Abbiamo più volte scritto della vitamina D, perché sono tante le ricerche in corso volte a individuare i suoi benefici per diverse funzioni del nostro corpo: per il metabolismo delle ossa oltre che muscolare (leggi qui), per alleviare la depressione (leggi qui), per la sindrome metabolica (leggi qui), cercando di capire se fosse meglio una somministrazione giornaliera o una dose elevata mensilmente (leggi qui).
Negli Stati Uniti, ci si chiede se le linee guida ufficiali per l’assunzione di vitamina D abbiano mancato il bersaglio quando si tratta di salute del cuore. L’interesse sulla questione è alto tra i ricercatori, specie all’Intermountain Health, dove è in corso uno studio clinico definito TARGET-D, per valutare se il raggiungimento di un livello di vitamina D nel sangue >40 ng/mL riduca esiti cardiovascolari avversi. I primi dati sono già disponibili. Sembrerebbe che l’attuale apporto dietetico raccomandato (circa 15 microgrammi per gli adulti di età inferiore a 70 anni e circa 20 mcg per gli over 70) sia troppo basso per raggiungere livelli ottimali per soggetti con determinati problemi cardiaci. Sebbene studi osservazionali abbiano già notato un’associazione tra bassi livelli di vitamina D e aumento del rischio di infarto o ictus, non è chiara la relazione di causalità.

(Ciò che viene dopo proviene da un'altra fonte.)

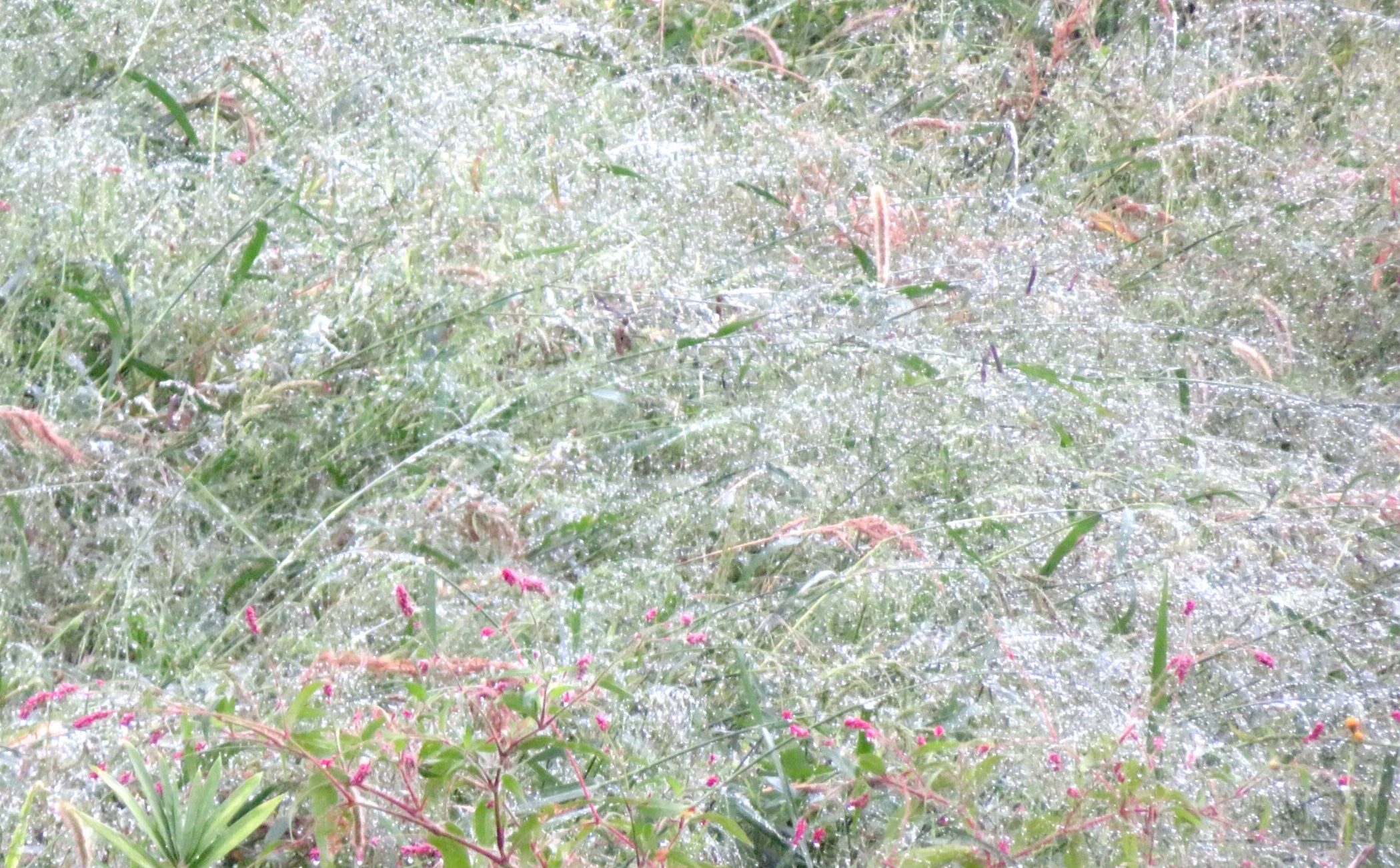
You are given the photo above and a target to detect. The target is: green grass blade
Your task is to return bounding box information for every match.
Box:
[126,70,199,147]
[1040,512,1103,577]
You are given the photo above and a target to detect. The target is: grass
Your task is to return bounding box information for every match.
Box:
[0,0,1400,868]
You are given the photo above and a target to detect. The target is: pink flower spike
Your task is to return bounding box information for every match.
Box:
[73,711,112,729]
[394,585,413,617]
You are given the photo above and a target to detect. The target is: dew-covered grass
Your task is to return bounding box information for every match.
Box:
[0,0,1400,868]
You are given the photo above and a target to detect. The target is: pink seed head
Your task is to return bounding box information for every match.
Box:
[394,585,413,617]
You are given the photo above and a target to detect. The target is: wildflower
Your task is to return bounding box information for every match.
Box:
[394,585,413,617]
[1166,654,1196,683]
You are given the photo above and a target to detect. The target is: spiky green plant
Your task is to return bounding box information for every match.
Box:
[74,745,283,868]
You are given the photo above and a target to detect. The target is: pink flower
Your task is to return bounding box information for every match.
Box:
[1166,654,1196,683]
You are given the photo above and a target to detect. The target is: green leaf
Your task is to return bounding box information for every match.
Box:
[1040,512,1103,577]
[734,181,788,211]
[126,70,199,147]
[851,241,879,283]
[897,280,953,301]
[894,353,938,380]
[899,844,981,868]
[218,220,267,307]
[676,316,763,350]
[4,784,39,868]
[73,808,159,868]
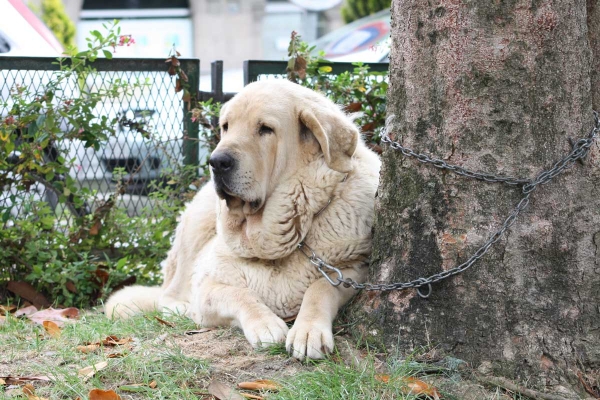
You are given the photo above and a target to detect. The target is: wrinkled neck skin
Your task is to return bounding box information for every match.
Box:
[217,157,346,260]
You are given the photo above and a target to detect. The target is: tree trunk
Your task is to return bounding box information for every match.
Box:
[353,0,600,390]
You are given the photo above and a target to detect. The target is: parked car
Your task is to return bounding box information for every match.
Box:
[312,10,391,62]
[0,0,63,57]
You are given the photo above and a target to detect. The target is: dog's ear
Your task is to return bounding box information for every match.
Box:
[300,108,359,172]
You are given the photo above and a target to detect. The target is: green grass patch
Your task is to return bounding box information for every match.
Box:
[0,313,209,399]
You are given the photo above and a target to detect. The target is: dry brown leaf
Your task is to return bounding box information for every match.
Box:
[88,389,121,400]
[0,375,50,385]
[238,379,279,390]
[154,315,175,328]
[77,343,100,353]
[42,321,61,339]
[15,306,38,317]
[65,281,77,293]
[207,379,244,400]
[184,328,216,336]
[28,307,79,327]
[240,393,265,400]
[23,383,48,400]
[77,361,108,381]
[0,305,17,315]
[98,335,133,346]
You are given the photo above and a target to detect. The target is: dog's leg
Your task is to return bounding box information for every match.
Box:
[285,268,367,360]
[158,181,217,314]
[190,277,288,348]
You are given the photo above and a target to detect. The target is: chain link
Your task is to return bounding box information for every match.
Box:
[298,111,600,298]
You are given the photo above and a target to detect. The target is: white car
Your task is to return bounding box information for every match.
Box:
[312,10,391,63]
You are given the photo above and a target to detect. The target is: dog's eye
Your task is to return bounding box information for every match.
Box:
[258,125,274,136]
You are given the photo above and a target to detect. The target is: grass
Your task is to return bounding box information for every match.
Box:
[0,312,536,400]
[0,314,209,399]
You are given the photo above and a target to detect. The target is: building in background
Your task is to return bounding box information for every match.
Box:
[51,0,343,67]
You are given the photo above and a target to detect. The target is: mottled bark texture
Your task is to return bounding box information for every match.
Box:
[352,0,600,389]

“Non siamo rimasti sorpresi dal fatto che così tanti pazienti presentassero livelli inferiori o uguali a 40 ng/ml, ma dalla quantità di vitamina D necessaria per raggiungere questo livello. Questo indica che è necessaria una maggiore integrazione per raggiungere determinati livelli terapeutici”, spiega Heidi May. La parte successiva della ricerca aiuterà a determinare se il raggiungimento di livelli di vitamina D superiori a 40 ng/ml aiuta a migliorare gli esiti delle malattie cardiovascolari. E bisognerà attendere il prossimo maggio, per concludere la raccolta dei dati.
Sulla questione, gli esperti fanno notare che esistono diversi meccanismi attraverso i quali la vitamina D può contribuire alla salute cardiovascolare. Avere livelli sani di questa vitamina favorisce il metabolismo del glucosio, la sensibilità all’insulina e la funzione endoteliale nei vasi sanguigni, regola la pressione sanguigna e l’omeostasi del volume sanguigno, e può inibire l’infiammazione. Grazie a questi effetti, aiuta a regolare la disfunzione sottostante che causa le malattie cardiache. Non è chiaro al mondo della ricerca il suo beneficio nella prevenzione degli eventi cardiovascolari: si ipotizza che i recettori della vitamina D nelle cellule di tutto il sistema vascolare siano coinvolti nell’infiammazione dei vasi sanguigni, che potrebbe a sua volta favorire le malattie cardiache.